Mintz Levin’s London-based IP Practice Group Identifies the UK’s ‘Patent Box’ as a Boon for Clean Technology Clients

more+
less-

The UK government has proposed a new initiative called the “Patent Box,” designed to foster UK-based innovation and development, and enhance the competitiveness of the UK tax system. And, as an advantageous bonus for clean technology companies, the Intellectual Property Office is fast-tracking clean technology patents through to grant in 12 to 18 months, allowing companies to start claiming the tax relief sooner.

Mintz Levin Attorneys Anne Campbell and David Wraige recently published an article on the implications of the Patent Box in Cleantech Business News. As Anne and David explain in “How You Can Claw Some Money Back from the Taxman,” the key benefit to those businesses eligible to take advantage of the Patent Box initiative is a significant reduction in corporation tax paid on qualifying profits. Specifically, profits earned from patented products developed in the UK will be subject to taxation at an effective rate of 10% by 2017, rather than the current 22%.

The tax relief will be applicable to the profits on a whole product, rather than just the aspect of a product covered by a patent. For example, “relief might be given for profits on a whole wind turbine even if only the blades themselves are patented.”

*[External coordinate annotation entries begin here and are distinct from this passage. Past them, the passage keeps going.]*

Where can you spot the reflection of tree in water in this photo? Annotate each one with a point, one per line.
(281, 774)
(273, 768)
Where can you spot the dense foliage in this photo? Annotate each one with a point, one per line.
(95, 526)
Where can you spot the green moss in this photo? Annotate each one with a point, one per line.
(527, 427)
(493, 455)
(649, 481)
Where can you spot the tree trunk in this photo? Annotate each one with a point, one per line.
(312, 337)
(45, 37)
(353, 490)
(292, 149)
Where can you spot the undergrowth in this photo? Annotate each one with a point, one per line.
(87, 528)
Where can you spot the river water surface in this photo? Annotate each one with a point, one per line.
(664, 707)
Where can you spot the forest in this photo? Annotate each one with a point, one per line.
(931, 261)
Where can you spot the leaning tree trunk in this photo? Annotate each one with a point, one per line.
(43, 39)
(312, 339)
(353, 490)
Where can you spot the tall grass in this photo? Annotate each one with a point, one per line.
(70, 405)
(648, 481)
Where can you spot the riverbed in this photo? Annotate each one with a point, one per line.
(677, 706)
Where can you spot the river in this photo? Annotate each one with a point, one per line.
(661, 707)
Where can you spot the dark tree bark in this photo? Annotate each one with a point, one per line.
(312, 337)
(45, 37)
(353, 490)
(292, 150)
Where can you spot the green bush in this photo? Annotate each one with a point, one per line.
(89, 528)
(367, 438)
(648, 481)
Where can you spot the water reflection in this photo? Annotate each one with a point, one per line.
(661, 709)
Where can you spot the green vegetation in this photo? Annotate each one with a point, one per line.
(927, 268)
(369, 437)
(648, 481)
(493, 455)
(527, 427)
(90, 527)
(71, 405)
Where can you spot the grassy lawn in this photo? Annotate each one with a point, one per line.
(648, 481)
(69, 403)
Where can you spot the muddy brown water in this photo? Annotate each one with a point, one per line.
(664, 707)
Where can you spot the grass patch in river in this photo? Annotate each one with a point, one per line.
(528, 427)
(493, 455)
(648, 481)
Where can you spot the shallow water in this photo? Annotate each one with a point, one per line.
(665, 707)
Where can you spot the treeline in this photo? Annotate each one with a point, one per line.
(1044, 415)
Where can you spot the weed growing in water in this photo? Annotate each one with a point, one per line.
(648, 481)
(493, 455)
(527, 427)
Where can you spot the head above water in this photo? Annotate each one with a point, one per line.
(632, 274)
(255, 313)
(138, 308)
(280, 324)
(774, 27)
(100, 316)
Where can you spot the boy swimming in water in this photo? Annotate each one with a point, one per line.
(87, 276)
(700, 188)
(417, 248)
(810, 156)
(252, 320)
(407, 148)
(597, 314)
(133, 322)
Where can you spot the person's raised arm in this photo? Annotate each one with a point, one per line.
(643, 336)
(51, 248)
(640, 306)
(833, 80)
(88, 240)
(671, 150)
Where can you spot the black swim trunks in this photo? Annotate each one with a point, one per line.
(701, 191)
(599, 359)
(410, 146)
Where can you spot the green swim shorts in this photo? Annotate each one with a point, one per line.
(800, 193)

Mintz Levin identifies the Patent Box initiative as a potential “game changer” in the realm of IP law and business development. It introduces new ways to gain value through patents, even if the patent does not cut out market competition but instead has been drafted more narrowly purely for Patent Box purposes, thereby possibly lowering costs. As long as the reduced exposure to corporation tax covers the cost of obtaining the patent, then the patent has paid for itself. Of particular note, companies operating in fast-moving markets where a technology could become obsolete shortly after a patent is granted will not lose out. The tax relief could still cover the cost of obtaining a UK patent, despite the short lifespan.